Paula no sabía en qué clase de casa esperaba que viviera Pedro, pero desde luego no era una enorme granja de aspecto victoriano. A la izquierda del edificio principal había un granero cuya pintura estaba ajada por el tiempo y el sol de Texas. Una puerta estaba descolgada y la otra le faltaba. Notó una pequeña caseta, visible a cierta distancia detrás de la casa. Estaba un poco inclinada hacia un lado y tenía una luna cortada en lo alto de la puerta. Parecía una caseta de juegos para los niños, aunque más alta.
—¿Es eso lo que creo que es?
—Es un retrete —respondió él, mientras la ayudaba a salir de la furgoneta.
—¿Es que no tienes cuartos de baño en el interior?
—¿Qué? ¿Es que te preocupa tener que salir descalza por las mañanas temprano, pisando el rocío que hay en la hierba?
—No me molestaría en absoluto —replicó ella, encantada de estar en el campo y dejar atrás los ruidos que se había acostumbrado a escuchar—. Desde que dejé la universidad, la única hierba que he visto de cerca ha sido la que crece en el estacionamiento.
—Puedes caminar todo lo que quieras por aquí... Mientras el médico te dé su autorización, pero no vayas a explorar sola.
—¿Por qué no?
—No quiero que te vayas por ahí sin mí.
—Entiendo. Creo que, antes de acceder a vivir contigo, debería haberte preguntado cuáles eran tus expectativas —respondió ella.
¿Sería posible que estuviera pensando en tenerla bajo llave?
—¿Expectativas?
—Es decir... Tú eres un hombre. Y yo una mujer.
—¿De verdad? —bromeó Pedro—. No me había dado cuenta.
—No me lo vas a poner fácil, ¿Verdad?
—No —comentó él riendo—. No tengo ninguna expectativa, así que puedes relajarte.
De repente, un perro negro dió la vuelta a la esquina de la casa y empezó a ladrar.
—Es Kira. Es un cruce de Chow y de Labrador. Es la perra con mejor carácter que podrías encontrar.
Al ver que la perra se acercaba, Pedro se agachó y empezó a acariciarla. La cabeza de la perra se parecía a la de un oso y tenía la lengua negra. El largo pelo se parecía al de una oveja. Kira se acercó a Paula, que se agachó para acariciarla. La perra le olisqueó la mano y empezó a menear la cola.
—¿Y no tiene calor durante el verano?
—Bueno, hay un tanque ahí detrás. Cuando no está importunando a los gatos o persiguiendo conejos, está dentro.
—¿También tienes gatos?
—Sí. Están en el granero o debajo de la casa. Venga. Tienes que descansar.

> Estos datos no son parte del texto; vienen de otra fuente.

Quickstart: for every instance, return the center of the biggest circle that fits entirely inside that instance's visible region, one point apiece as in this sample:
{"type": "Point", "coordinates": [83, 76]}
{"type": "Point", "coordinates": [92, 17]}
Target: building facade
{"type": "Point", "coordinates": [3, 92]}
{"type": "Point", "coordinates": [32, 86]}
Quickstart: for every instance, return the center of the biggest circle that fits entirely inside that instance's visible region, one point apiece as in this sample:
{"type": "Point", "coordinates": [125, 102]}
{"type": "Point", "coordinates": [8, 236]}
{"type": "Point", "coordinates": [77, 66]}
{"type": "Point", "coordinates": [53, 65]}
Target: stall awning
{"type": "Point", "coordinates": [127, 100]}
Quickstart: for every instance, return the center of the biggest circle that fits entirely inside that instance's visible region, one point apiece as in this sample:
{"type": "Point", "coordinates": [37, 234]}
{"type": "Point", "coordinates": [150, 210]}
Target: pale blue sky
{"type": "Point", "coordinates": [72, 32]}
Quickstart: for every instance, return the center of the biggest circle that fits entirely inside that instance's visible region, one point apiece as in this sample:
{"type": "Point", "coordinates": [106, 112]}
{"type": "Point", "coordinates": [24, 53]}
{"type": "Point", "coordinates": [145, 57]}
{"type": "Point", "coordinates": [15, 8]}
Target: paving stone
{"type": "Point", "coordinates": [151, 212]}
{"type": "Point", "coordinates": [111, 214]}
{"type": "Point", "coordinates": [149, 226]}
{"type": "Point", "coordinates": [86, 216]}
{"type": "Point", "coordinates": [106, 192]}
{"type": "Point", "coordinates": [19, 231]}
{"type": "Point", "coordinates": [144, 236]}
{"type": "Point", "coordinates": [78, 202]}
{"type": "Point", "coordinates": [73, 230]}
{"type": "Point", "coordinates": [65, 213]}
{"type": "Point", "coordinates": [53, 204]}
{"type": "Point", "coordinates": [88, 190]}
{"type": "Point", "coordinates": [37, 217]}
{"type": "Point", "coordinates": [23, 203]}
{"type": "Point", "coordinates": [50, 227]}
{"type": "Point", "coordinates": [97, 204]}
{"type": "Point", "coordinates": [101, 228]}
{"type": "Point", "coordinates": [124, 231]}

Cuando la tomó de la mano y empezó a tirar de ella en dirección a la casa, Paula se detuvo para contemplar los pastos que los rodeaban.
—¿Necesitas mi ayuda? —le preguntó él, tras girarse para mirarla.
—Te estás comportando como si yo fuera una inválida. Te prometo que soy más que capaz de ir andando a la casa.
Pedro la miró muy serio, pero finalmente la soltó. Caminó hasta su lado hasta que llegaron a la escalera del porche. Entonces, la agarró con fuerza por el codo.